Let me give a somewhat more technical explanation. When you access a variable in Javascript, the interpreter looks for the value of the variable in what's known as the scope stack. You can think of it as a stack of Objects. The interpreter will look first at the top of the stack. If the variable isn't defined in that scope object, it will look at the object beneath it. If it's not there, the interpreter looks another level down until it hits the bottom of the stack.
Initially, the only scope object in the stack is the global object. A variable is either there or not. When you call a function, the interpreter pushes a new object onto the scope stack--to be used for storing local variables. When you access var1, the interpreter will first look in the local scope object. If it's there, then it'll use the value stored there. If it's not, it moves on to the scope object further down the stack--which happens to be the global scope.
When you create a function within a function, something interesting happens. The interpreter will create what's known as an "activation object". It's basically a snapshot of the local scope object of the outer function. This activation object becomes associated with the inner function. When the inner function is called, the activation object is push onto the scope stack before the local scope (i.e. the local scope would still be at the top). Access of a variable in the inner function means the interpreter will first check the local scope object, then the activation object, then the global scope object.

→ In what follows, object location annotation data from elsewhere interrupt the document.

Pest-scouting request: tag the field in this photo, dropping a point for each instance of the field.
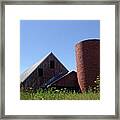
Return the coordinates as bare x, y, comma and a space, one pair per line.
58, 94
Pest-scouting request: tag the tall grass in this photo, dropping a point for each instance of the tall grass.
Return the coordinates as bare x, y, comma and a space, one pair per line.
58, 94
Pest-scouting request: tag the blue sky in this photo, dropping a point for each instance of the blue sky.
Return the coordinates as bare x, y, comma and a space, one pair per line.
39, 37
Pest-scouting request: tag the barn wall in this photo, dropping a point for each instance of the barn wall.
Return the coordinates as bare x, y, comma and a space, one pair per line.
88, 62
69, 80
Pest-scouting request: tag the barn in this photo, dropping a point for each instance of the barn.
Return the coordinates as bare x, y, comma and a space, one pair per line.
48, 72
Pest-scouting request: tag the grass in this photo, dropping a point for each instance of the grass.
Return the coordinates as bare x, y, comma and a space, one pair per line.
58, 94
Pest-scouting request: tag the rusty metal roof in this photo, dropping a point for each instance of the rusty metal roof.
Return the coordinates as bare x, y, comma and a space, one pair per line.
25, 74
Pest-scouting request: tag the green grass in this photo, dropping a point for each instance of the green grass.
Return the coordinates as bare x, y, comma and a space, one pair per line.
57, 94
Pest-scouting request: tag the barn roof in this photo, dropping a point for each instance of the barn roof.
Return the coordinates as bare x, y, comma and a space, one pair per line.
25, 74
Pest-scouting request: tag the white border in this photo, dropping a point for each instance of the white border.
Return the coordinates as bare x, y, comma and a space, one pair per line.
104, 13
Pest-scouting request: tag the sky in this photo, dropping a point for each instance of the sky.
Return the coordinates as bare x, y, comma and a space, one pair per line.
40, 37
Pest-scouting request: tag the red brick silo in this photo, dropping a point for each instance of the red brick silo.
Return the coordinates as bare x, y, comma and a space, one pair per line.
88, 62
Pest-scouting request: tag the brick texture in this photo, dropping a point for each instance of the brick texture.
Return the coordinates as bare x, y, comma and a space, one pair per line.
88, 62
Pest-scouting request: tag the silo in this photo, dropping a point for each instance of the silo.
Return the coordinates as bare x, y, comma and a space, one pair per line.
88, 62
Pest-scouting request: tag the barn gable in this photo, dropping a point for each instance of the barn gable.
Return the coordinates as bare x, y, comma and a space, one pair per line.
42, 71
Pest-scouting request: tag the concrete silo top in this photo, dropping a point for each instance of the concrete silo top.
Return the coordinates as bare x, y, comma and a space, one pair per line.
88, 40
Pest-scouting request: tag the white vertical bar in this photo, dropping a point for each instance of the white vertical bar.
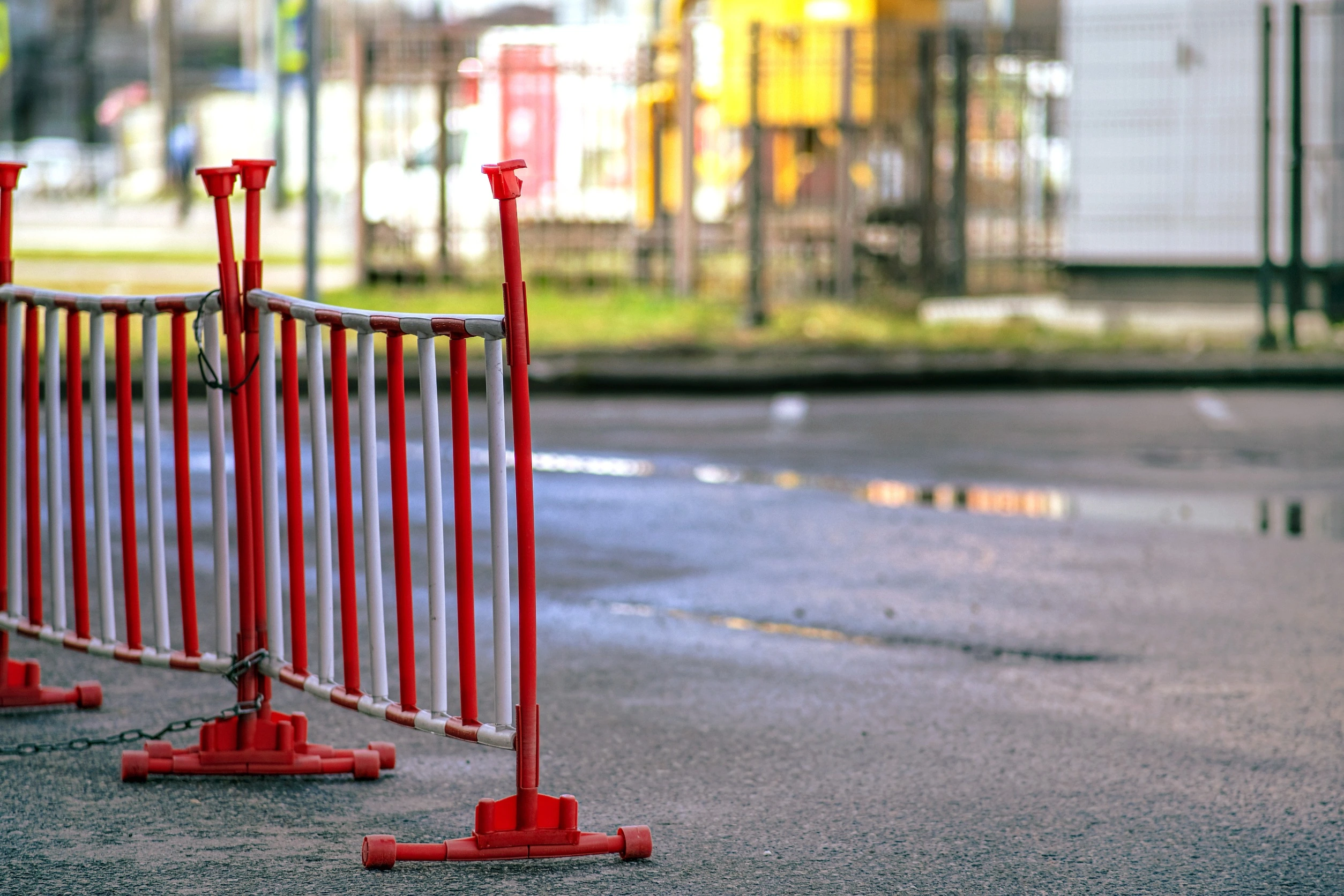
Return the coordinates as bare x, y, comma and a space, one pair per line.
322, 503
372, 540
218, 489
499, 531
14, 459
56, 515
101, 526
435, 523
271, 484
154, 480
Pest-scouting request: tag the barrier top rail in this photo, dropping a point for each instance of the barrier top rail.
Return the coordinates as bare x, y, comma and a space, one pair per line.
390, 323
273, 625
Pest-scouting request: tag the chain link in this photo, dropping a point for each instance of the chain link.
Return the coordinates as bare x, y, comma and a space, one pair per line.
237, 671
131, 735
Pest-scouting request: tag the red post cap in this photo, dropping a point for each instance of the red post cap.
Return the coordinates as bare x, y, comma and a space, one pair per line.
10, 174
220, 182
255, 171
504, 183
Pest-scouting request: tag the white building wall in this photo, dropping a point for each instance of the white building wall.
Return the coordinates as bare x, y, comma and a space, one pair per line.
1164, 133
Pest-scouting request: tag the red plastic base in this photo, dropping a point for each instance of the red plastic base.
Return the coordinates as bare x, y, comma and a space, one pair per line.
280, 748
22, 687
496, 837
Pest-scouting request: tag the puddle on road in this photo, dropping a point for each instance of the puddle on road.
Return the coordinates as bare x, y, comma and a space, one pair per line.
820, 633
1304, 515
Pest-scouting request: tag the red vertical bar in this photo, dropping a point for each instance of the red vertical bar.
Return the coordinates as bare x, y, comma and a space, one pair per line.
253, 175
127, 481
4, 479
464, 561
293, 497
74, 405
252, 397
401, 520
9, 181
33, 489
220, 184
507, 189
182, 486
345, 513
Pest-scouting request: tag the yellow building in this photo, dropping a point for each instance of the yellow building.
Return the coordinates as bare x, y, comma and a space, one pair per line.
808, 51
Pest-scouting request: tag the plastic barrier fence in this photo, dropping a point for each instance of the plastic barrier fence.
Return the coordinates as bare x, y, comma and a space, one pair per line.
266, 414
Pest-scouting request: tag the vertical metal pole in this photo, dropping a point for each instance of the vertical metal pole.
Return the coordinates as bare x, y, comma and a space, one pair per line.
507, 189
362, 54
845, 186
311, 208
14, 454
441, 154
1296, 285
322, 503
961, 96
271, 486
463, 555
1266, 271
499, 531
929, 266
218, 491
182, 488
756, 192
369, 512
101, 503
154, 480
74, 434
56, 512
401, 523
293, 497
435, 527
684, 237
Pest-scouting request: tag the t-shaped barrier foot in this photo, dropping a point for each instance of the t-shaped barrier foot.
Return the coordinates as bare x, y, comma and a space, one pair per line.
22, 687
496, 837
280, 748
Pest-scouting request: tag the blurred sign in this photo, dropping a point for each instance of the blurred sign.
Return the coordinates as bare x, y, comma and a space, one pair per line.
4, 36
527, 113
290, 46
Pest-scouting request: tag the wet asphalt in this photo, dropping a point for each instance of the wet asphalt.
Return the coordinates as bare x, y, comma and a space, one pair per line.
802, 692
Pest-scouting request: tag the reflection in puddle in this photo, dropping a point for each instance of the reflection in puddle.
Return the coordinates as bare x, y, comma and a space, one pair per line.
1316, 516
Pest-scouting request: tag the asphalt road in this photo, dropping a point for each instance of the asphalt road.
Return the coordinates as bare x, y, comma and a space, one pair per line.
802, 692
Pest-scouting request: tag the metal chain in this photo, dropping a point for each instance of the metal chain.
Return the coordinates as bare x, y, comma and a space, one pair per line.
237, 671
131, 735
213, 379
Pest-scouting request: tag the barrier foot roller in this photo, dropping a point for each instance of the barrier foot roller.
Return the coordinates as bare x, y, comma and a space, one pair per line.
496, 837
279, 748
22, 687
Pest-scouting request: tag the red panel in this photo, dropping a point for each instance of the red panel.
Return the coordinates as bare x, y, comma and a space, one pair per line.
527, 112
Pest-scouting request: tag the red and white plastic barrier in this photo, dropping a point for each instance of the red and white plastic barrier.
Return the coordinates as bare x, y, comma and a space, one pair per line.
272, 600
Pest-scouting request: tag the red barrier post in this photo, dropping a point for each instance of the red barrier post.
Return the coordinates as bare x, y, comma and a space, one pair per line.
507, 189
220, 184
401, 524
20, 680
253, 174
527, 824
263, 742
9, 181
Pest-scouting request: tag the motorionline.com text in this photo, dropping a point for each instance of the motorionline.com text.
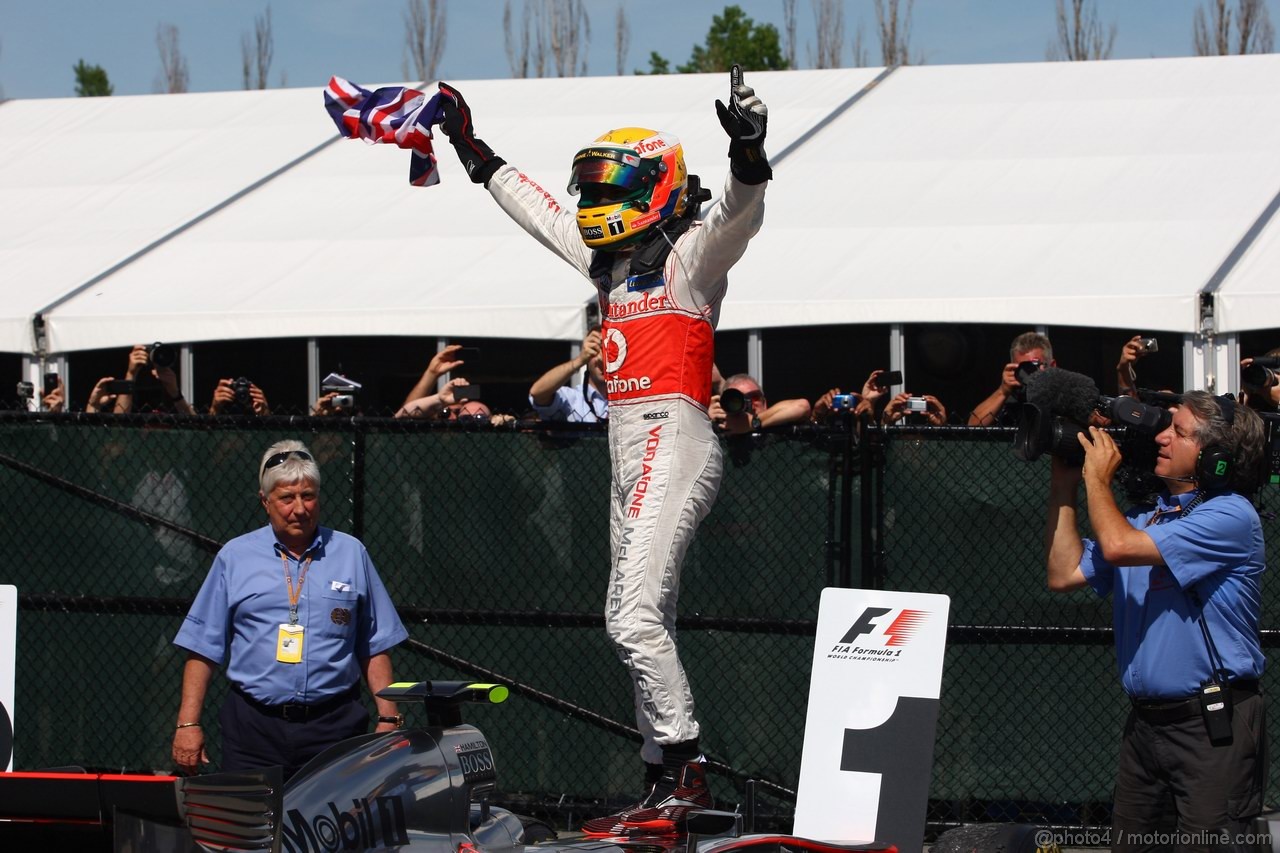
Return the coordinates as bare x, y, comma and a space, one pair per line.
1047, 838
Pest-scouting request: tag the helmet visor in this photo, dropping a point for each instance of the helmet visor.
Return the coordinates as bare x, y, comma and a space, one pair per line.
608, 176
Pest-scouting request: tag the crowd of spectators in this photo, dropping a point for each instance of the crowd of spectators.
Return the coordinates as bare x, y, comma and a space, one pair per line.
575, 391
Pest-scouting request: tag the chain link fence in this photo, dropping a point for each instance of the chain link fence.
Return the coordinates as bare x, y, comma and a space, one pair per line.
494, 546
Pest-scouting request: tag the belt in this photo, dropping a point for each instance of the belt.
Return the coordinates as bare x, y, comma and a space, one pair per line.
296, 711
1161, 711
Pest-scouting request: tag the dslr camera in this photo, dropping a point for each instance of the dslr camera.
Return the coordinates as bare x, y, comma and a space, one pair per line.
732, 401
161, 355
243, 400
1260, 377
1023, 373
844, 402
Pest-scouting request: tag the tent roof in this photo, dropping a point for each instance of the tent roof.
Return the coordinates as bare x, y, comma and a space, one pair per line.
90, 181
1249, 296
1074, 194
342, 245
1079, 194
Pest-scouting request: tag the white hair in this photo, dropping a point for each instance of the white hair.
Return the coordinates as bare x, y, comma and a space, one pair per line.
292, 469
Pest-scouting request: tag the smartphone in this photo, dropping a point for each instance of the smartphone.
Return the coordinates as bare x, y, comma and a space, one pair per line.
888, 378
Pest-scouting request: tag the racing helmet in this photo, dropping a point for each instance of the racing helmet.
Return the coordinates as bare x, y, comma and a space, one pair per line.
627, 181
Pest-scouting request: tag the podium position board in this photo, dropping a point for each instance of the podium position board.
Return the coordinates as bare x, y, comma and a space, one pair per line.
8, 662
873, 711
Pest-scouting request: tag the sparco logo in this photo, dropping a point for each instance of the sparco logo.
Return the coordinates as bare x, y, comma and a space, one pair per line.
896, 634
376, 822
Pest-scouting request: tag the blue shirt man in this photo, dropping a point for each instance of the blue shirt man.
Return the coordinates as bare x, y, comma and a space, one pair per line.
298, 615
1184, 578
1215, 552
572, 405
553, 396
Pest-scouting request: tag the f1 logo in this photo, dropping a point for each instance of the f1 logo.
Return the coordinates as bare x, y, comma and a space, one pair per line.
864, 624
899, 632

By definition, the this variable always exists in the local scope of a function. It always refers to the implicit first argument. When you call a plain-o function, the compiler passes null as this. The variable exists, but points to null. A search for this would never look beyond the local scope object.
The purpose of the assignment to self is basically to fool the interpreter, so that it would look beyond the local scope of the inner function. When you access self in the inner function, the interpreter wouldn't find it in the local scope. So it checks the activation object. Provided that the self = this statement occurs before the creation of the inner function, self would exist in the activation scope object, pointing to the this object seen by the outer function.